The Disappearing Terrorists
A Hezbollah supporter carries a poster of Hezbollah leader
Sayyed Hassan Nasrallah during a rally marking Resistance
and Liberation Day in Beirut. (Jamal Saidi/Reuters)
Night is here but the barbarians have not come.
And now what shall become of us without any barbarians?
Those people were some kind of solution.
– Constantine Cavafy
It hardly makes sense to have a global war on terror if there are not that many terrorists threatening to blow themselves up in Peoria. Terrorism can hardly be considered a growth industry, particularly if one assesses it based on the congressionally mandated State Department annual report on the subject. According to the report, every year terrorists become fewer and less capable. And one would be hard-pressed to find too many instances in the document of terrorists killing Americans or even trying to kill Americans, which may be attributable to fewer Americans being found these days in places like Iraq. It is becoming even more difficult to find groups and individuals scattered overseas that have the resources, the motivation, and the skills necessary to travel to the heart of the Great Satan and, once here, acquire explosives, evade the police, make their way to Penn Station, and blow themselves up.
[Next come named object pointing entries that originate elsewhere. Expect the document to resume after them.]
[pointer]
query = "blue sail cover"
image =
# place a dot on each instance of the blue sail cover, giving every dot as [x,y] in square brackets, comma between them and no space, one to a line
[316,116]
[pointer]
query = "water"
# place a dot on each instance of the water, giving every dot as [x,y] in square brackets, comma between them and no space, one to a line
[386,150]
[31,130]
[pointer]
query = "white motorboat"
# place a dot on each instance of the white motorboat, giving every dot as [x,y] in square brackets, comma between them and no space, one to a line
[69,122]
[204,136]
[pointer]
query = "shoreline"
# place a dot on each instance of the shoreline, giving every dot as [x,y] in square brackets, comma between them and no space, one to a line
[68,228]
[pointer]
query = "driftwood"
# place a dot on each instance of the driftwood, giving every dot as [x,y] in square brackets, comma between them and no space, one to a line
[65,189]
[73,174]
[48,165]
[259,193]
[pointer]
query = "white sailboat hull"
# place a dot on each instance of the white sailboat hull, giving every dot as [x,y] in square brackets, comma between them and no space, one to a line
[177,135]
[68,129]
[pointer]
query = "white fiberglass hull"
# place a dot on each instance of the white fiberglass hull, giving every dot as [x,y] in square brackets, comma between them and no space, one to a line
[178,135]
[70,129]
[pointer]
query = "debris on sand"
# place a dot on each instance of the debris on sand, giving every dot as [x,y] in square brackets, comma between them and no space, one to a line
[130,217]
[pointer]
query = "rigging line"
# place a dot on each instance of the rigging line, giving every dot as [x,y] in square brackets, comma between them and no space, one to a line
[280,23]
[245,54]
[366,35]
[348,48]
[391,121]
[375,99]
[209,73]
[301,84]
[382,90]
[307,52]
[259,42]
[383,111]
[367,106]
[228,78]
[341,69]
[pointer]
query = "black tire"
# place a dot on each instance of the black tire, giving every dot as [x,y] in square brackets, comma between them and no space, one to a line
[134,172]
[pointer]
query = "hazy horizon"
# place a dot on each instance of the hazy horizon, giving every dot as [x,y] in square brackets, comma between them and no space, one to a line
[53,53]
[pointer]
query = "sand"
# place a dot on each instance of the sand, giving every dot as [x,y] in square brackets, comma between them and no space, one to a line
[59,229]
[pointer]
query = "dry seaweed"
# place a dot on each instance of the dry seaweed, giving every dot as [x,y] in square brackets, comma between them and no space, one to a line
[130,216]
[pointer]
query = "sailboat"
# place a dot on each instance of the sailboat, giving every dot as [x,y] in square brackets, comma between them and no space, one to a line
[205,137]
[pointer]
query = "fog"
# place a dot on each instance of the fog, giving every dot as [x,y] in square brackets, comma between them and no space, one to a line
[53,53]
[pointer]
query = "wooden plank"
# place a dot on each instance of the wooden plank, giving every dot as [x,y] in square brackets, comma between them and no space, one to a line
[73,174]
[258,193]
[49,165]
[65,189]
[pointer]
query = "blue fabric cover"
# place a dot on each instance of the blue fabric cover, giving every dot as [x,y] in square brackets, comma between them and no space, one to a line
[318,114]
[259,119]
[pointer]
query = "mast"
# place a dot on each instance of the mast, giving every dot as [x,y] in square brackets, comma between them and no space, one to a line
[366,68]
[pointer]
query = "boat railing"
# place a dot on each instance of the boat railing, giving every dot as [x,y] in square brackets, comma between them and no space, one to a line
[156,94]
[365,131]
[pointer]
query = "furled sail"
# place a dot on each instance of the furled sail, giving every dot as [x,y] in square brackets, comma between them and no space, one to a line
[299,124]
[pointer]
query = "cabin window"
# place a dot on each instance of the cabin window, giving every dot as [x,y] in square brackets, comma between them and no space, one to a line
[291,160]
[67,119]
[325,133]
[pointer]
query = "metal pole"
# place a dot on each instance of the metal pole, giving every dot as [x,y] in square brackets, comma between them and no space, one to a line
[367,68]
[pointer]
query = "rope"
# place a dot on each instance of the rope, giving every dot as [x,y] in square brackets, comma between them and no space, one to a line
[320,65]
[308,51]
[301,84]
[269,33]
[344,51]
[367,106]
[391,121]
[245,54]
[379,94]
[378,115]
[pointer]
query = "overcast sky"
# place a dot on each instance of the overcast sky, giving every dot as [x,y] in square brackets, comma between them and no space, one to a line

Lacking any real terrorists and recognizing that the war on terror must go on for reasons best known to bureaucrats and defense contractors, it has perhaps become an acceptable option to make some up. One of the most persistent allegations about the next-generation terrorism threat relates to Hezbollah. It is often noted among the punditry that Hezbollah has killed more Americans than any other terrorist group except al-Qaeda. Surprisingly, the bald assertion is actually true even if one might reasonably argue that Hezbollah does not really fit the definition of a terrorist group at all. Hezbollah did indeed carry out the 1983 bombing of the U.S. embassy in Beirut, killing 17 Americans and nearly wiping out the CIA station, which was meeting in a conference room. A subsequent bombing of the Marine barracks in Beirut killed 242 more Americans. Some other kidnappings and killings of Americans in Lebanon in the 1980s were also attributed to Hezbollah. The bombings, killings, and abductions occurred at a time when the U.S. was using military force to restore order in Lebanon, an intervention that was pretty much directed against Hezbollah with the intention of dismantling the group as a political entity.
Hezbollah has not killed any Americans since those acts of what some might consider self-defense, and there is no evidence whatsoever that the group has any interest in targeting the U.S. It is very much focused on furthering its own interests in Lebanon, where it is now a party of government, and in opposing Israeli military actions and U.S. covert operations designed to destroy it.